Hey hey, it’s me, again!
I just want to say I was feeling very lonely. Not because I was alone, but Ii was feeling really empty ): people of my age are getting engaged or married, yet here I am trying to sort my life straight..
and I guess I hope that I can have someone by my side too. As long as I can remember, I always had someone to lean on. And please don’t think I’m like a whore or a slut that can’t stay single. Being single after years of being in relationships definitely had positive impact on myself. But truth to be told, I get sad whenever I remember I have nobody there for me - not just as friend, but something more yknow? Sometimes I think I’m just desperate lmao.
I remember doing a tarot reading early this year. We were to pick three cards that will represent our past, present, and future reading.
Past: I was a solitude person. Enjoy me-time and did a lot of soul searching
Present: I am a nurturing person. Need to nurture my current relationships otherwise the blooming flowers will wither
Future: I'll experience emotional losses. Got to learn to let go of the experiences that is holding me back from loving
I can confirm “past reading” is true af. There was a period where I just wanted me time so much. Back to the days when my relationship was failing, I isolated myself from everyone, did plentiful of soul searching. And hey, look where I am now! I can confidently say I’m doing pretty great at the moment, not perfect but it’s great!
Present self..? I’m not too sure when does the “present” reading start or end at. My interpretation of the reading basically mean that it’s asking me to stop cutting people off.
Future reading. I’ve been experiencing emotional losses all my life so what is it saying hahaha. Also those losses really held me back from opening up to anyone else. When someone approaches me, I’ll begin finding reasons and ways to push him away. I just don’t feel comfortable enough to allow anyone in. And i guess that’s where the reading is guiding me? Regardless of its true intention, I agree that it has come to a time when I should really let go of all the pains. I’ve been holding it back so much that the scars aren’t healing, not a single bit. I know I’ve said before that the hurts will never go away, but it’s only natural to put the hurt in the past in order to grow..

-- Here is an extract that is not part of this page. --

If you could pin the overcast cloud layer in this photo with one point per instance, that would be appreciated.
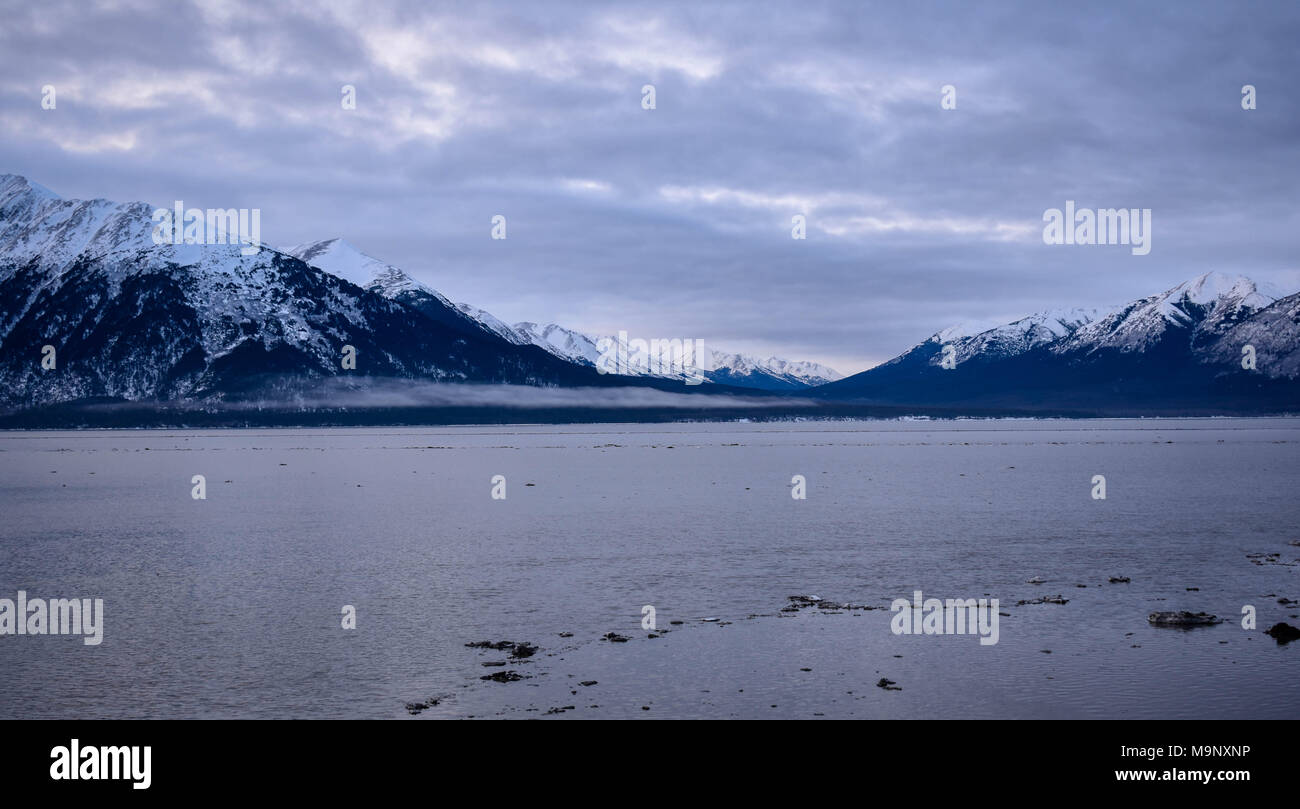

All these while, I’ve been trying to find a sign of familiarity in the ones I’ve dated ever since I’m back to the single market. Truthfully, I’m sorry to everyone. It’s not only unfair to the guys I’ve dated when I compared them. And also it’s equally awful for me trying to get replacement for my past comforts/loves/affections. It’s wrong of me. I apologize sincerely from my heart.
To my dear you, I’ve loved you. Nobody can ever steal the love I’ve given away from you. For both of us to move on, we must put everything down, for good. I know we’ve said multiple times that things would never go back to the same as it was, yet a small part of us was still hoping for otherwise. But hey, we know it can never happen - and we shall let go of the hurt. Open up to opportunities, to people whom we think are able to accept us for who we are. And I’m hopeful to the day’s arrival when we can finally meet up and talk without hurting, laughing and sharing our stories over a cup of Starbucks coffee (cause we atas like that). It will all be alright, I promise!